I have a user on the network whose Outlook is putting "27 January, 1998" on every one of his outgoing messages. His PC "clock" is keeping accurate time & date. Anyone seen this behavior before? Have a solution?

Thanks


----------



## Anne Troy (Feb 14, 1999)

Most likely, your user has dd MMMM yyyy set as the date format under Start-Settings-Control Panel-Regional Settings, Date tab. Whether it's his short or long date, I'm not sure. Generally, here in the US, they would be mm/dd/yyyy and can be selected from the dropdown or the appropriate format typed in, such as I had to do to duplicate the behavior on the short date field.

------------------
~dreamboat~
Brainbench MVP for Microsoft Word
http://www.brainbench.com


----------



## johnston (Apr 9, 1999)

I have visited the user and discovered that it is not actually his Outlook where the problem resides. The only place this date comes into play is when he uses his "Send To" option and sends to a "Mail Recipient". I cannot find any place to "set" the date on this.
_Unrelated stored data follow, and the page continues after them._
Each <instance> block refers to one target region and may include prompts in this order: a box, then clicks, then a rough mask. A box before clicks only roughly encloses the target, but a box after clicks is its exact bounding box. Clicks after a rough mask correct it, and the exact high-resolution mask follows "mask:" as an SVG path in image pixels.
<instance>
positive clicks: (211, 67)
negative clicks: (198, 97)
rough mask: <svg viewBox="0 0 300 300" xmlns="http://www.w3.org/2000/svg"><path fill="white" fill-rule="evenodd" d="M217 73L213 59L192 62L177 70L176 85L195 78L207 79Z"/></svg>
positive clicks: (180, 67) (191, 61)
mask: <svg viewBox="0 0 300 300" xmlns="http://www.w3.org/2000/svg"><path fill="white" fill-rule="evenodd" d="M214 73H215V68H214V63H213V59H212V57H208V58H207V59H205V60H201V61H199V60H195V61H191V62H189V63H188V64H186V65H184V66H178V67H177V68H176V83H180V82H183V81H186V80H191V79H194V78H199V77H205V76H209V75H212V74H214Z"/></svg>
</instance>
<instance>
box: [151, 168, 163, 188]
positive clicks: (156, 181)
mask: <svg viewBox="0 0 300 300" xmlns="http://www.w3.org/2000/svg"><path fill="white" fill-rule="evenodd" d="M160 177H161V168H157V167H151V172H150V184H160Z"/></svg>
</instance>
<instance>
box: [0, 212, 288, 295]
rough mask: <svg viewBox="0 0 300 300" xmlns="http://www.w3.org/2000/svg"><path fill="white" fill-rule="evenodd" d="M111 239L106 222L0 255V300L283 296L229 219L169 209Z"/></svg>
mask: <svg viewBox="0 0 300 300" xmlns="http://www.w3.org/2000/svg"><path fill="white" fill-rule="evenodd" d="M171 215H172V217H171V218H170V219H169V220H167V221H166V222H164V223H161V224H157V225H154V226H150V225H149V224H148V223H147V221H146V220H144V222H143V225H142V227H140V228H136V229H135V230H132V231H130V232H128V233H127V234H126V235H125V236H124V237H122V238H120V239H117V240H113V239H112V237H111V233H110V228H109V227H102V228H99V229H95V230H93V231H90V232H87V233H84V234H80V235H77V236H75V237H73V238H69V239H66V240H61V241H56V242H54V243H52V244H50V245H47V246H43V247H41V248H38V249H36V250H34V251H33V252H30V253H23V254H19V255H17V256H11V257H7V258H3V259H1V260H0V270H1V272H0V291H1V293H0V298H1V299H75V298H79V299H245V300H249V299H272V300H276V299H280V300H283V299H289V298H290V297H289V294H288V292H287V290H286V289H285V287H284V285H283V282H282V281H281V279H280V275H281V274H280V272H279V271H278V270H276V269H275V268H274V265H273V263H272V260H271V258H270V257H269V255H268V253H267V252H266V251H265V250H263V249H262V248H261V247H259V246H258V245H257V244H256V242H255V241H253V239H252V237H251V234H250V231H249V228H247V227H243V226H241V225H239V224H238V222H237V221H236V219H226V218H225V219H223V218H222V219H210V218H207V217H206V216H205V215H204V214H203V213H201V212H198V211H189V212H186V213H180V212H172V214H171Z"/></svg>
Anyone know??


----------



## RandyG (Jun 26, 2000)

Maybe these will help:

Q192084 - X400: Incorrect Date on Message Sent Through X.400 Gateway

Q192595 - XFOR: Incorrect Date on Message Sent Through Lotus cc:Mail Connector

Q197717 - OL2000: Received Date and Time for E-mail Messages Is Incorrect

Q180072 - OL98: Received Date and Time for E-mail Messages Is Incorrect

Q167991 - OL97: Received Date and Time for E-mail Messages Is Incorrect

The OL 2000 one mentions this


> quote:
> 
> To resolve this problem, ensure that the Time Zone settings for Outlook are correct and match the Date/Time settings in the Windows Control Panel. To set the Time Zone for Outlook, use the following steps:
> 
> ...


Hope these help









[This message has been edited by RandyG (edited 08-29-2000).]


----------